Interest, Other and Taxes
Overall net interest income was $1,038,000 (0.2% of revenues) in 2004 compared to $699,000 (0.2% of revenues) in 2003, an increase of $339,000 or 48.5%. This increase in net interest income was the result of higher average balances and higher average interest rates, offset slightly by interest expense on our lines of credit.
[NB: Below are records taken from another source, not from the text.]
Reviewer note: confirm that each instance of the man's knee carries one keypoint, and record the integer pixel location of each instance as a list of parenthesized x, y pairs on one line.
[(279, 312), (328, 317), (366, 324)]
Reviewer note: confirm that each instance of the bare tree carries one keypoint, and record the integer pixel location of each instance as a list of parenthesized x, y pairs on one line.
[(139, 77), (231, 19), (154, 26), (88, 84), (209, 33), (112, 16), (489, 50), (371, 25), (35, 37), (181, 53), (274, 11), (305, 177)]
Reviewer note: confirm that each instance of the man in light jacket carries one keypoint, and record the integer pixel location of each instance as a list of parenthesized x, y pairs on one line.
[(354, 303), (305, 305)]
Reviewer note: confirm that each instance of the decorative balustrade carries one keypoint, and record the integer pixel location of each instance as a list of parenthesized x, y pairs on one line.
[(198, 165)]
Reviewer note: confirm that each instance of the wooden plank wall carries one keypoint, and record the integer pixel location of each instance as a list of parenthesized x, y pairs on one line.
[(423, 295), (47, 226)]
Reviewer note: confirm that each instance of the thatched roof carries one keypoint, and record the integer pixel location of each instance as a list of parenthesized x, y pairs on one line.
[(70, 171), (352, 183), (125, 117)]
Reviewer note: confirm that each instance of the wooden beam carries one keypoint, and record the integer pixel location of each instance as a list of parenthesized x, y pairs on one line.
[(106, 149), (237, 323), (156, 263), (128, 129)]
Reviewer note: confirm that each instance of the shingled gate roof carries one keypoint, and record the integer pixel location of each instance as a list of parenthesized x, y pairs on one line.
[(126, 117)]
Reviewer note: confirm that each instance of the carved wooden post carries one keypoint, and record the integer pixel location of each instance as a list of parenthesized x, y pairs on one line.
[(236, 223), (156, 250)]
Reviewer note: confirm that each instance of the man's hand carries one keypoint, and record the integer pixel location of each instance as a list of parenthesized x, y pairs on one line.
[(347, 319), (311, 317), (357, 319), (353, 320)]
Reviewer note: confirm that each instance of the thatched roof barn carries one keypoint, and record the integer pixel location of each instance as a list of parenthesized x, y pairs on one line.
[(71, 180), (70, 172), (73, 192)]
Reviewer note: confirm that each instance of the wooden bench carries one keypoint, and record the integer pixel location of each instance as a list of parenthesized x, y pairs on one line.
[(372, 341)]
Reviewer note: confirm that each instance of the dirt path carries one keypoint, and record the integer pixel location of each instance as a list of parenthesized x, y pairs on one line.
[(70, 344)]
Our effective tax rate was 28.7% and 38.9% in 2004 and 2003, respectively. The $3,899,000 and $3,965,000 income tax benefit of options exercised during 2004 and 2003, respectively, were credited to additional paid-in capital and therefore did not impact the effective tax rate. The decrease in the effective tax rate for the year ended December 31, 2004 is principally attributed to repatriating dividends of $22,700,000 related to foreign subsidiaries earnings, which were not considered indefinitely invested, with an 85% dividends received deduction, for eligible dividends, under the American Jobs Creation Act of 2004. We will use these funds on qualified expenditures in the United States in accordance with our approved Domestic Reinvestment Plan. The lower effective tax rate is also due to our UK operation having become profitable in 2004 thereby realizing net operating loss carryforwards of approximately $3,190,000 for the year ended December 31, 2004, and adjustments to our provision for state income taxes.
The net loss from discontinued operations was $3,736,000 in 2003. Included in 2003 was a $2,000,000 settlement to terminate our agreement with National Geographic and a $746,000 impairment loss on the National Geographic license.
Net earnings increased 42.3% to $71,251,000 or $1.96 per share (diluted earnings per share) in 2004 from $50,056,000 or $1.32 per share (diluted earnings per share) in 2003.